In the first weeks postpartum, as you rest up from the birth and get acquainted with the new arrival, you may begin to wonder: When can I start exercising to try to get rid of this extra weight I've gained? How hard can I exercise? What's safe and what's unsafe for my body right now? And when am I going to find the time to exercise?

A Sensible Attitude Toward Postpartum Fitness

Our weight-conscious culture often fails to discriminate between fitness and thinness. Being thin does not make you fit, and being heavier than society's ideal does not necessarily mean you are unhealthy. It is true that obese people are at increased risk for heart disease and diabetes, but this is because people who eat poorly and avoid exercise have a better chance of ending up fat than those who watch what they eat and exercise regularly. If you are living a healthy lifestyle – getting your exercise and eating well – you may not be thin, but most likely you are fit. This is especially true of new moms, whose bodies tend to hang on to at least some of their pregnancy fat gain until their babies are weaned from the breast.

Recently, a news program did a story on a highly successful model who was prized for her reedlike thinness. It turned out that she was so thin because she was battling cancer. The weight of most women on television programs and in fashion magazines is that of someone who is ill, not someone who is healthy. Pleasingly plump talk show host Oprah Winfrey, who runs marathons, is an excellent example of radiant good health and fitness in a body that does not fit society's definition of perfection. And most would agree that she is beautiful.

When you are fit, you are energetic, strong, able to resist stress and infection, and able to meet the normal demands of daily life without pain or undue fatigue. Whether your physique is rail thin and rock hard, soft and bountiful, or some combination of these, you can be fit.

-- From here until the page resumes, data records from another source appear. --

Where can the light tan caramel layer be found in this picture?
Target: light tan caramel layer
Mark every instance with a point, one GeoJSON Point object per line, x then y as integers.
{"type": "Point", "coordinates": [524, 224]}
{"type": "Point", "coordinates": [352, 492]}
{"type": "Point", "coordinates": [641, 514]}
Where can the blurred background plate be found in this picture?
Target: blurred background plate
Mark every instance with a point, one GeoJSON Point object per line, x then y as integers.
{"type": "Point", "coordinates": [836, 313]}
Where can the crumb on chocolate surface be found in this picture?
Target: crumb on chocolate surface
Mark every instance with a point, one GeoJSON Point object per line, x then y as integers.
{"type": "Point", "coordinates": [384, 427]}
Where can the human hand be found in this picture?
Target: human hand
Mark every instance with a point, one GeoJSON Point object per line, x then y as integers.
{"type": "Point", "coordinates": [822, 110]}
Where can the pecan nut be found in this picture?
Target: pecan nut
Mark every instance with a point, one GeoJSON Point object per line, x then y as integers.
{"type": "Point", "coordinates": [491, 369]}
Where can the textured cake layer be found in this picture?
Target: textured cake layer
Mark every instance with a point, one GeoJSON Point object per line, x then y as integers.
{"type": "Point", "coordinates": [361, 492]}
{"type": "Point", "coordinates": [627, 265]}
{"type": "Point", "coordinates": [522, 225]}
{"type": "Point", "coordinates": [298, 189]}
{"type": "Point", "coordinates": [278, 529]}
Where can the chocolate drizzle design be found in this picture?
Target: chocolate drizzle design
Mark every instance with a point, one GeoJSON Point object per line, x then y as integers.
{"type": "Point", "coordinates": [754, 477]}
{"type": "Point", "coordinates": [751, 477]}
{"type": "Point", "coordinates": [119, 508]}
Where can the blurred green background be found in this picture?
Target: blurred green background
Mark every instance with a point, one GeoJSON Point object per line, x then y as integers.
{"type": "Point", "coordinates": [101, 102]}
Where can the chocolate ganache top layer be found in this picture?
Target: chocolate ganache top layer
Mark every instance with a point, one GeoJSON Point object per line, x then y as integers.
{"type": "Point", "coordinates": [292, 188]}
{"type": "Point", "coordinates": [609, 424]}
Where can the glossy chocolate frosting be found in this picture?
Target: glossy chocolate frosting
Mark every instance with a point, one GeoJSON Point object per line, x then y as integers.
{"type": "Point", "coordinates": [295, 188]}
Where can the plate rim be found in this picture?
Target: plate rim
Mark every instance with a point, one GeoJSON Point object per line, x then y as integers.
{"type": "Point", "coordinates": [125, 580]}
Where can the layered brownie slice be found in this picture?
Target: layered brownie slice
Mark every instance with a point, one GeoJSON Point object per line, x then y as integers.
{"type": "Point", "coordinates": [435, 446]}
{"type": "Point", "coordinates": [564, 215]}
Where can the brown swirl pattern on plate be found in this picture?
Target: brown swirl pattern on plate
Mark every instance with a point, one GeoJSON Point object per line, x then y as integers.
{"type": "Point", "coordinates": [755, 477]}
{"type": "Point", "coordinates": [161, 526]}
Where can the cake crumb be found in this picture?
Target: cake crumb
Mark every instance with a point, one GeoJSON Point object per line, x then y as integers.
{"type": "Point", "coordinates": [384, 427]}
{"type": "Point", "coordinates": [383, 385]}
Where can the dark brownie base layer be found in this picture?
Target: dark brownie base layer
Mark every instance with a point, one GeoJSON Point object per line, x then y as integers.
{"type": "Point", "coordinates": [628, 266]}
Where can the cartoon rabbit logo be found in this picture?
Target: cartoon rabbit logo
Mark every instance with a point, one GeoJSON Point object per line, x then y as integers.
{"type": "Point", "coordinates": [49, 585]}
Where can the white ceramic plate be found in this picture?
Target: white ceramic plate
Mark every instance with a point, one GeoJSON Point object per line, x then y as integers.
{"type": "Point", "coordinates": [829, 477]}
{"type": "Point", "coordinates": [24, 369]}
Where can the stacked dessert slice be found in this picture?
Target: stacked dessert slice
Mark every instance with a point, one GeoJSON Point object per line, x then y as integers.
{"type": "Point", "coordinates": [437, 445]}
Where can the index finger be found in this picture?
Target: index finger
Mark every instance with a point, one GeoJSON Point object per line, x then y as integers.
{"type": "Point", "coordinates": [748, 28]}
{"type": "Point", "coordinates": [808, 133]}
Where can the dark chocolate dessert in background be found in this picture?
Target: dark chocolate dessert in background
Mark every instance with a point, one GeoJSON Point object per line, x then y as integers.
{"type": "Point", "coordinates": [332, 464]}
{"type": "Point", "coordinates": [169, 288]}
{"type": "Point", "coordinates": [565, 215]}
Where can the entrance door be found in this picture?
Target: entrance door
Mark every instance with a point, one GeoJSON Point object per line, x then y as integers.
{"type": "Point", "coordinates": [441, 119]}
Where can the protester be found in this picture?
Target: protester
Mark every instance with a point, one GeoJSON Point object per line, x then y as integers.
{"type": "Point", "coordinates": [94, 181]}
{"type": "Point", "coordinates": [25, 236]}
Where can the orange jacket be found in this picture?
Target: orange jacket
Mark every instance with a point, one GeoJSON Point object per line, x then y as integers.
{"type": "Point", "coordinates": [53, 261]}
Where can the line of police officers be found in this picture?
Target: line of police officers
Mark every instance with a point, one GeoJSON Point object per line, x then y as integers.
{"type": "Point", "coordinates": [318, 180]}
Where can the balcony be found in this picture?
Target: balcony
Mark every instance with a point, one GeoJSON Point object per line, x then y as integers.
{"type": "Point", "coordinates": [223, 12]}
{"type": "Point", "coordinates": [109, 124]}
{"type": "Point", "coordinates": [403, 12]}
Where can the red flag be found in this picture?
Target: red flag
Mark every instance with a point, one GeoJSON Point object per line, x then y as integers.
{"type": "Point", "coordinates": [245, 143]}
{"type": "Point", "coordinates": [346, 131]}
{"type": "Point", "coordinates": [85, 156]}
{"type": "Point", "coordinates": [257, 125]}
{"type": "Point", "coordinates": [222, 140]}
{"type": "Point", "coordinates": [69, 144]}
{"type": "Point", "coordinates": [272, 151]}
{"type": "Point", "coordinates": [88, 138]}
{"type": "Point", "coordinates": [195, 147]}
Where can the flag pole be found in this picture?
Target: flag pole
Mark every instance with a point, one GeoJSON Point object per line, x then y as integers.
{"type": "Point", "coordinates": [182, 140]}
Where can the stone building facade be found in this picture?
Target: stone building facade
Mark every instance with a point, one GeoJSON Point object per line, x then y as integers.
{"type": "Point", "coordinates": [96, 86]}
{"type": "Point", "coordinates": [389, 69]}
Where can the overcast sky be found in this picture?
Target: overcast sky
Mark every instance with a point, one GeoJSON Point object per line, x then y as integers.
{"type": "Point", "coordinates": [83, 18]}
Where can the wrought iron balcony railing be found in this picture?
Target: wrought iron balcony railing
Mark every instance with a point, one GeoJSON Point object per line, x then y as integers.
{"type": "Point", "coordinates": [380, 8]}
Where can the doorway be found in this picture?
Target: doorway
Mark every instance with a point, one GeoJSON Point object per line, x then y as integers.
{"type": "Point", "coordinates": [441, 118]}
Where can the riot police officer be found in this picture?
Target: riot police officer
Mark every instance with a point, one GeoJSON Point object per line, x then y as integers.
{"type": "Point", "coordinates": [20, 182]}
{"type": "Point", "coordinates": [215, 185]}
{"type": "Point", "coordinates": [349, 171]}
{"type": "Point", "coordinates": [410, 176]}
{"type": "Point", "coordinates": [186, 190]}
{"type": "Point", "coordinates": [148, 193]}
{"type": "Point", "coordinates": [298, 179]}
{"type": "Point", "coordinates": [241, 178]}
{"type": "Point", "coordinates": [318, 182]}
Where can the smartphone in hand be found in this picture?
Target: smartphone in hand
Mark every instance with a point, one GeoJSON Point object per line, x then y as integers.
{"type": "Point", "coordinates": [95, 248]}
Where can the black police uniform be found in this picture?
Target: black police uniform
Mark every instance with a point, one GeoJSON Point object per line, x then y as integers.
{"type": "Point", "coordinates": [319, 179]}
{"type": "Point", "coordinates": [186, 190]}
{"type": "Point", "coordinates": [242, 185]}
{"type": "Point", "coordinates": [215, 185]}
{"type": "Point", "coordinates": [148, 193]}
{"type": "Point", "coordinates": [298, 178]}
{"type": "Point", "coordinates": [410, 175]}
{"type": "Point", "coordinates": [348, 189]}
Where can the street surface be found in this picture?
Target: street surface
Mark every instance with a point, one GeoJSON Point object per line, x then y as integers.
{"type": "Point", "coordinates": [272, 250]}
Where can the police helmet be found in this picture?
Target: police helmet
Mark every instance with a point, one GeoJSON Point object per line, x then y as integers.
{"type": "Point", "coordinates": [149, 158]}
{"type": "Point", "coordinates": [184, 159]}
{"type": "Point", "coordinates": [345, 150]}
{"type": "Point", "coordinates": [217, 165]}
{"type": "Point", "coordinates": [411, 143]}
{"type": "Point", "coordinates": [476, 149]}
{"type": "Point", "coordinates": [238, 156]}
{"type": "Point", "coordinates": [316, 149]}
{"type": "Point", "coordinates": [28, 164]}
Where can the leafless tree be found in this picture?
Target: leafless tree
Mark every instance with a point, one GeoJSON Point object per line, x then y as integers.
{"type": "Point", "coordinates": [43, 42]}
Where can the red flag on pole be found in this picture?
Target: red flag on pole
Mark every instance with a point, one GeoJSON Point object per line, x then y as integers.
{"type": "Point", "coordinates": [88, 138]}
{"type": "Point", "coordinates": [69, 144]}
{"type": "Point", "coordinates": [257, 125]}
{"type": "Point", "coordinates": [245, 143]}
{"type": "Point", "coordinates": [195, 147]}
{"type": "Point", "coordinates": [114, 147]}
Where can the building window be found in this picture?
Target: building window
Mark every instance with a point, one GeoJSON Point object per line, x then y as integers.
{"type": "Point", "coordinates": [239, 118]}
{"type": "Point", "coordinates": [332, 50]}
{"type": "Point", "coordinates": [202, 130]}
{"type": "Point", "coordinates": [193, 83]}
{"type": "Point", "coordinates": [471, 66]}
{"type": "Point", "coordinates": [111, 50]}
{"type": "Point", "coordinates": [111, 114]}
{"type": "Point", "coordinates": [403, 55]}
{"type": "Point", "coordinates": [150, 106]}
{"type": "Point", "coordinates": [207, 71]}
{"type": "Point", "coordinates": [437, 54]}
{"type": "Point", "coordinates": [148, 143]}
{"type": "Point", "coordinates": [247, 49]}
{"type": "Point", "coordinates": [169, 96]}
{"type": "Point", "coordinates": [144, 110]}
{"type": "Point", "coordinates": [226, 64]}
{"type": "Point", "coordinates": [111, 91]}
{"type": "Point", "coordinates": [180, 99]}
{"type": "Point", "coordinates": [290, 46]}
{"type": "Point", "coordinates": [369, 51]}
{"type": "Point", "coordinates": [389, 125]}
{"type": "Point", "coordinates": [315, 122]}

Our culture gives the most approval to the women who bounce back fast after pregnancy: "I can't believe you just had a baby – you look so slim! " Or, "It's so great that you're back to working out every day so soon!" Rarely do you hear anyone say, "You're taking it easy and not worrying about losing weight? That's terrific!" When we talk to women about their issues with weight and fitness, we find that many of them simply need to be told that it is perfectly okay to be heavier and to exercise more moderately during the first year postpartum, and that they should not expect to regain their prepregnancy figures while their babies are young.

Please keep this in mind. The conventional wisdom is that it took you nine months to gain the weight, and it will take at least as long as that to lose it. Pushing the envelope will not only drain your body of the resources it needs to recover from pregnancy and nourish your baby, but it will also most probably be an exercise in futility (pun intended). You need to be patient. In the meantime, instead of focusing on becoming thin, focus on becoming fit.